A recent study in Cell identifies a new way in which natural killer (NK) cells sense and respond to tumours. Barrow et al. report that NK cells directly detect platelet-derived growth factor DD (PDGF-DD) by using the activating receptor NKp44, and this interaction enables NK cells to limit tumour growth.

Credit: Macmillan Publishers Limited

The human NKp44 receptor is encoded by NCR2 and has no mouse orthologue. It is expressed by activated NK cells, innate lymphoid cells (ILC1s and ILC3s) and plasmacytoid dendritic cells, but its physiological ligands are unknown. To address this, the authors constructed NKp44–GFP reporter cells and screened more than 4,000 human and mouse proteins for potential NKp44 ligands. The top 30 hits from this screen were assessed individually and PDGF-D identified as a putative NKp44 ligand. PDGF-D is secreted as an inactive homodimer containing an atypical N-terminal CUB (C1r/C1s, UEGF and BMP1) domain; extracellular proteolytic processing of the CUB domain gives rise to active homodimeric PDGF-DD, which induces PDGF receptor β (PDGFRβ) signalling.
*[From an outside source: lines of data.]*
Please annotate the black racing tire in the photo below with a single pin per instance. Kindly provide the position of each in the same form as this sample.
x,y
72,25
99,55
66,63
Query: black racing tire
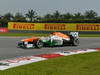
x,y
39,44
75,42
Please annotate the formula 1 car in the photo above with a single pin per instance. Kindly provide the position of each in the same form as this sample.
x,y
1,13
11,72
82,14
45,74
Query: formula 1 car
x,y
54,39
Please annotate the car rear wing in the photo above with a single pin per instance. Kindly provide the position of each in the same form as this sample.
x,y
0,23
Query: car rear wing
x,y
74,34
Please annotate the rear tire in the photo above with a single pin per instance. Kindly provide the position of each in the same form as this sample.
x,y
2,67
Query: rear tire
x,y
75,42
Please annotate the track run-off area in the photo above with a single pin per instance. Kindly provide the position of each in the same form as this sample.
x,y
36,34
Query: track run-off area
x,y
8,47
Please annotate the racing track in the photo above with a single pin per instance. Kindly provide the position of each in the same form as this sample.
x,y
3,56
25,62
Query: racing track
x,y
8,47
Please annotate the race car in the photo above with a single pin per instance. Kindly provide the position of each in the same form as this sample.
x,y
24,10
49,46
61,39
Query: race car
x,y
54,39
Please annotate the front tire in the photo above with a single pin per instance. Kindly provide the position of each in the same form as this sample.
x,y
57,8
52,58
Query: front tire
x,y
39,44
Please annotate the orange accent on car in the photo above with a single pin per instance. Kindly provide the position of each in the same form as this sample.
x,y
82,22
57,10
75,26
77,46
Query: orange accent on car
x,y
30,39
60,34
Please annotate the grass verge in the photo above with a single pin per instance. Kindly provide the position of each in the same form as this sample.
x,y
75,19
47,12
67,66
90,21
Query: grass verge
x,y
81,64
42,34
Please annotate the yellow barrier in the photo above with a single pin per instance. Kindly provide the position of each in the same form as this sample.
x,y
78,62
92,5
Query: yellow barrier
x,y
54,26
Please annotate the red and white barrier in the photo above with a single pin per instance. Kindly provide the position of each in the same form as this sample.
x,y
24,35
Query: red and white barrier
x,y
10,63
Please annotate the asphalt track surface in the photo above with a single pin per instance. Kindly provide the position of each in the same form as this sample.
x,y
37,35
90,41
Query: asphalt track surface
x,y
8,47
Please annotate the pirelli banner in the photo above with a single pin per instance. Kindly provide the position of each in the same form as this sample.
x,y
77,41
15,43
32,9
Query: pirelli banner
x,y
54,26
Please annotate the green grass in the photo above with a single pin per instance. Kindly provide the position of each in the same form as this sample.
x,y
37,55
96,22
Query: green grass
x,y
81,64
42,34
23,34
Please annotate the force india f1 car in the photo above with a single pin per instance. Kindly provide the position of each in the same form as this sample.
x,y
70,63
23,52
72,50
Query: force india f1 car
x,y
54,39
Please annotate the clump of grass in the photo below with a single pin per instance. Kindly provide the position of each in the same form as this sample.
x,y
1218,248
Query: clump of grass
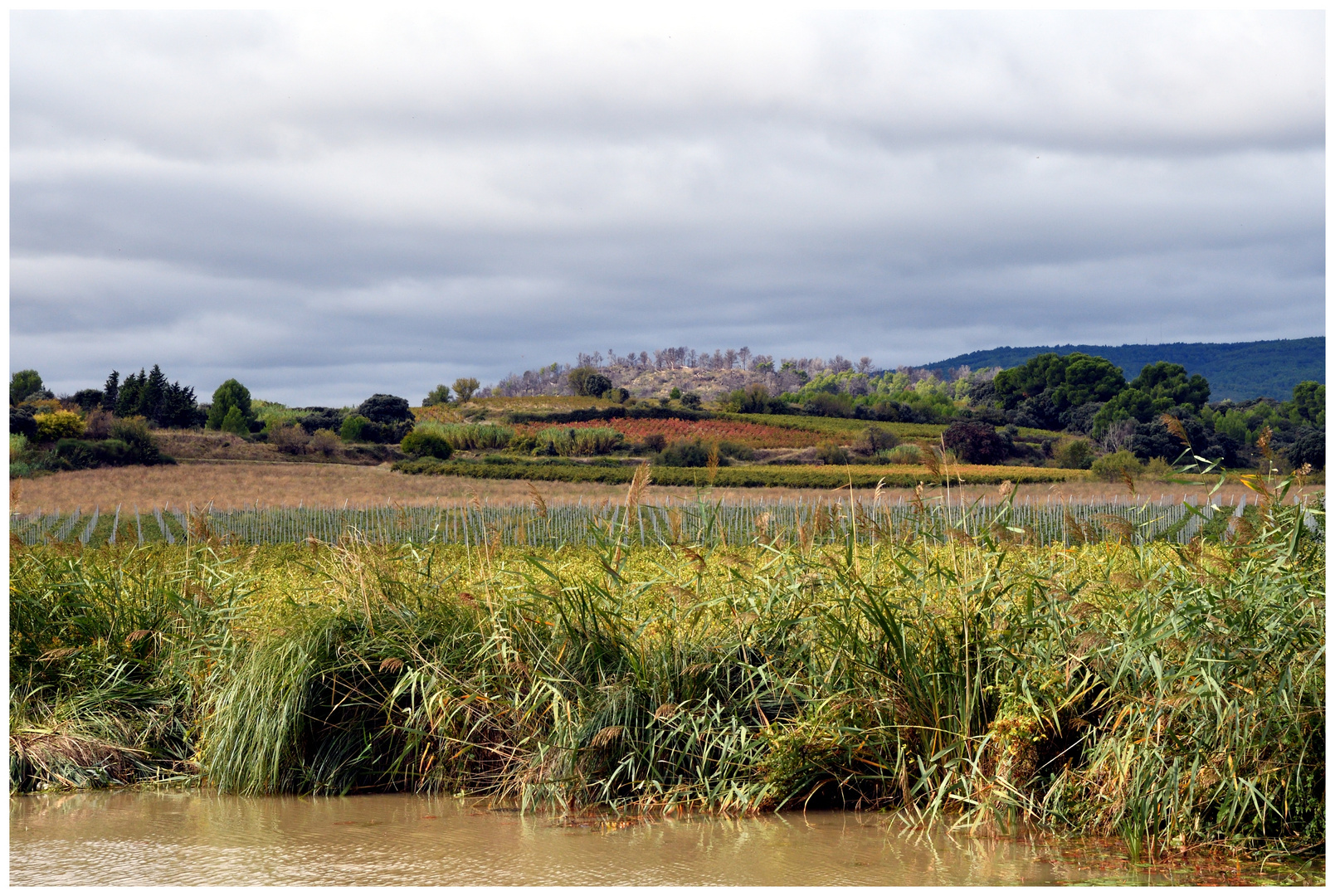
x,y
470,437
580,441
1172,694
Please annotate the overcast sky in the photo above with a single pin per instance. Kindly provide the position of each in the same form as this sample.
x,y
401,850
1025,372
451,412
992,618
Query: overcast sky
x,y
324,208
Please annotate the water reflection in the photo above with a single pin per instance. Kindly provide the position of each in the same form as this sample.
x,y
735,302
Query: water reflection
x,y
202,837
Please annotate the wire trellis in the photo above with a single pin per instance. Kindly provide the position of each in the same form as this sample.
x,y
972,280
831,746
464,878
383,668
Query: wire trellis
x,y
801,521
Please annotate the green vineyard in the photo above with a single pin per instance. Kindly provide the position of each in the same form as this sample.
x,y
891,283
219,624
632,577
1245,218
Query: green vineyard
x,y
689,523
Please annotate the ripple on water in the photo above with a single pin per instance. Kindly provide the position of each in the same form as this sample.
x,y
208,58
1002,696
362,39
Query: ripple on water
x,y
203,837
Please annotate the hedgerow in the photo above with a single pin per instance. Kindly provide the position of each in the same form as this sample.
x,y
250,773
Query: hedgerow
x,y
780,477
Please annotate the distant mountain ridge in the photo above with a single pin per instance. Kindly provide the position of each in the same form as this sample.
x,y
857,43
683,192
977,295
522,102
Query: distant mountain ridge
x,y
1236,370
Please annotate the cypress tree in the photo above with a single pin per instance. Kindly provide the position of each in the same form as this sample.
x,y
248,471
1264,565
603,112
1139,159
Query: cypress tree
x,y
151,394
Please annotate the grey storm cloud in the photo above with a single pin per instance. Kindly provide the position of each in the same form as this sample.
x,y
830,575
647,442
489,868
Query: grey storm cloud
x,y
328,206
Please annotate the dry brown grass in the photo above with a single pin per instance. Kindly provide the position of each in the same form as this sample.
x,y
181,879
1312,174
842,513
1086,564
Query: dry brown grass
x,y
275,485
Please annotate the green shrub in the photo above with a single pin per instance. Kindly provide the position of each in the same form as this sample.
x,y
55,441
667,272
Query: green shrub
x,y
227,397
753,400
1075,455
353,427
465,386
423,442
831,453
23,383
142,449
685,453
1157,470
289,438
385,409
324,441
904,455
235,422
587,381
1111,466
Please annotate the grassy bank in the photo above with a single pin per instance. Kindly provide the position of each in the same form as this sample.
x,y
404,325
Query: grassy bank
x,y
1170,694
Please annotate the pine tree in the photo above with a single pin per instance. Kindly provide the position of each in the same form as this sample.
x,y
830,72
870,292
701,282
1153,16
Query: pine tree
x,y
110,390
151,394
127,400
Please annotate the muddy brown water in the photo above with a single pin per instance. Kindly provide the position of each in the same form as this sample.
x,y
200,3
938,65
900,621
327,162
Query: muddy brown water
x,y
201,837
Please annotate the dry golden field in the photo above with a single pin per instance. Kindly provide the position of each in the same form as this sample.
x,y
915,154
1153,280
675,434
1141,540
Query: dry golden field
x,y
242,485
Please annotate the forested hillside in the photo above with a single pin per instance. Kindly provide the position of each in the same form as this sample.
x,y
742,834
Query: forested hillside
x,y
1236,370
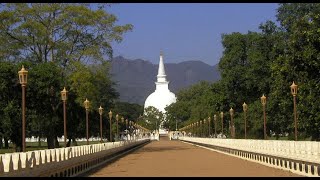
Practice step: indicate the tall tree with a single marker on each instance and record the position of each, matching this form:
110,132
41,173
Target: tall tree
59,32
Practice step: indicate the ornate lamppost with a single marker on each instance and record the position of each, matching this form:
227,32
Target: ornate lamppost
110,120
209,119
245,109
215,125
122,121
294,92
263,102
64,99
117,120
100,112
232,123
221,115
200,128
23,78
127,128
86,106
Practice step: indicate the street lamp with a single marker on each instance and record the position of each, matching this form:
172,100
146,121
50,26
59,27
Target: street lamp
294,92
200,128
86,105
110,119
122,121
100,112
23,77
117,119
209,119
197,125
263,102
64,99
215,125
221,115
245,108
232,124
127,128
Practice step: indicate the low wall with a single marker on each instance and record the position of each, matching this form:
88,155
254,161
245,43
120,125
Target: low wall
300,157
70,161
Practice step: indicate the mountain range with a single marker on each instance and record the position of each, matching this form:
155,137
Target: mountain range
135,79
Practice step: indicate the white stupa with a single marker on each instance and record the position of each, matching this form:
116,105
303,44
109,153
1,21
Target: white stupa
162,96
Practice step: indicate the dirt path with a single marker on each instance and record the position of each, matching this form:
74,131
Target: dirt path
166,158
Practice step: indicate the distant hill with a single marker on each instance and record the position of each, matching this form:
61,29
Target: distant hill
136,78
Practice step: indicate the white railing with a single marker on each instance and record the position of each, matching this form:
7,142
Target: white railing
73,160
301,157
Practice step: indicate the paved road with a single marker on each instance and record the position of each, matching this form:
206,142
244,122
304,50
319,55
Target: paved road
166,158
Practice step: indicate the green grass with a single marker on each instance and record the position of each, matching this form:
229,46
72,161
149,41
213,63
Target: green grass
31,146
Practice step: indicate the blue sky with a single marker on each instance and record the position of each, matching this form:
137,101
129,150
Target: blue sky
185,31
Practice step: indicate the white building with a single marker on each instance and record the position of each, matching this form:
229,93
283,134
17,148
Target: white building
162,96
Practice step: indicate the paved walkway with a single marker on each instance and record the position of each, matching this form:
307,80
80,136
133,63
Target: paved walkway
166,158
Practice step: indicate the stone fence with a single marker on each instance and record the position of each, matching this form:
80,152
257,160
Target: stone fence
300,157
62,162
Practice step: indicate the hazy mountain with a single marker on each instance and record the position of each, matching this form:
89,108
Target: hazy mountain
136,78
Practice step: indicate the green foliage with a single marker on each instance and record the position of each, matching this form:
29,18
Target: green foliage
61,45
60,32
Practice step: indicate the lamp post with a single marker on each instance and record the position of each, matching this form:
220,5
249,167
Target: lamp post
86,105
263,102
232,123
215,125
23,78
64,99
127,128
176,125
117,120
197,125
122,121
294,92
245,108
110,120
100,112
221,115
209,119
200,128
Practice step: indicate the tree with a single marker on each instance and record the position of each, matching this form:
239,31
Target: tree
59,32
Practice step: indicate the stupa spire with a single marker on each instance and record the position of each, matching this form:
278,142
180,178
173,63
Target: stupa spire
161,77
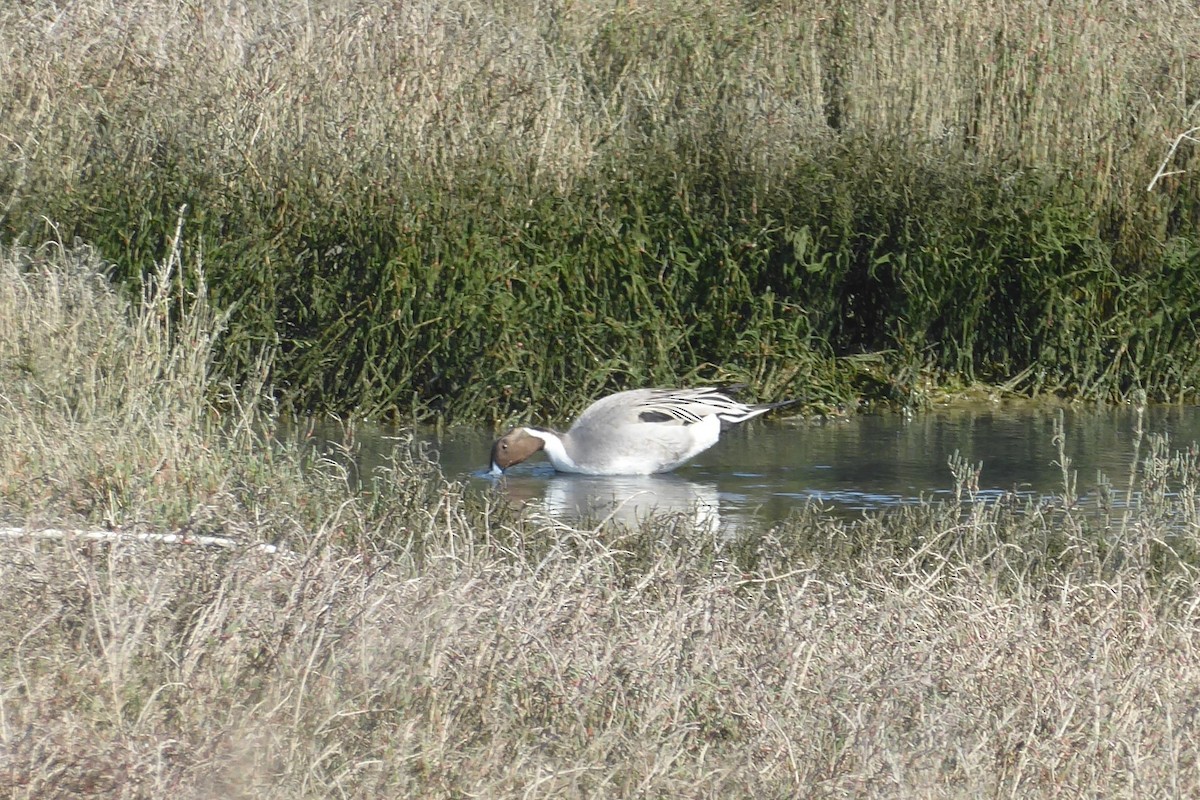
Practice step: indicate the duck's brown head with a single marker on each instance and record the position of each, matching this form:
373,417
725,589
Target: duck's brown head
514,447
Both PDGF-D and PDGF-DD activated the NKp44–GFP reporter cells, but an NKp44–Fc fusion protein only bound to PDGF-DD. Therefore, proteolytically activated PDGF-DD, and not inactive PDGF-D, seems to be a bona fide ligand for NKp44. The authors also tested some viral proteins and host nuclear proteins that had previously been suggested to be NKp44 ligands, but these did not appear to bind NKp44 in their systems.

PDGF-DD was found to induce ITAM signalling via NKp44 in human NK cells, and its co-culture with IL-2-activated NK cells led to a dose-dependent upregulation of CD107a, which is associated with increased NK cell cytotoxicity and effector cytokine expression. Activation of NKp44 by PDGF-DD was not in itself sufficient to drive NK cell-mediated lysis of target cells but induced robust secretion of IFNγ and TNF in IL-2-activated NK cells. Furthermore, PDGF-DD induced the upregulation of transcripts encoding other pro-inflammatory cytokines and chemokines in NK cells, as well as pro-inflammatory cytokine secretion by NKp44-expressing ILC1s and ILC3s.

The authors next explored how PDGF-DD–NKp44 interactions shape NK cell activity in tumours. TNF and IFNγ can induce cell-cycle arrest in tumours and, consistent with this, supernatant from PDGF-DD-stimulated NK cells induced growth arrest of human melanoma cell lines and altered their transcription profiles. Expression of PDGFD has been detected in multiple human tumours; strikingly, the authors found that expression of NCR2 in tissues from patients with glioblastoma negatively correlated with the expression of cell-cycle genes and positively correlated with greater overall survival of patients. To directly test whether PDGF-DD promotes antitumour NK cell responses, the authors generated NCR2-transgenic (NCR2-tg) mice and subjected them to a B16-PDGFD metastatic tumour model (in which B16 melanoma cells were transfected with human PDGFD). Compared with non-transgenic controls, NCR2-tg mice had fewer lung metastases and developed smaller tumours; however, NCR2-tg mice formed more metastases if treated with anti-NKp44. NK cells in tumour-free NCR2-tg mice did not express NKp44 or the inhibitory checkpoint receptors PD1, TIGIT and CD96. However, NKp44 and CD96 were expressed by NK cells in the lungs and lymph nodes of NCR2-tg mice that had been injected with B16-PDGFD cells. Notably, NCR2-tg mice treated with anti-CD96 developed fewer metastases following injection of B16-PDGFD cells compared with NCR2-tg mice treated with a control antibody or littermate controls injected with anti-CD96. Finally, the NKp44–PDGF-DD axis also limited the growth of subcutaneous B16-PDGFD melanomas when NK cells were recruited to the tumours by intratumoural injection of CpG oligonucleotides.

an NK cell activating receptor can limit tumour cell growth through the recognition of a cellular growth factor

This is the first study to show that an NK cell activating receptor can limit tumour cell growth through the recognition of a cellular growth factor. As polymorphisms in PDGFD have been linked to other human diseases, the authors propose that the NKp44–PDGF-DD interaction may have other physiological roles beyond cancer control.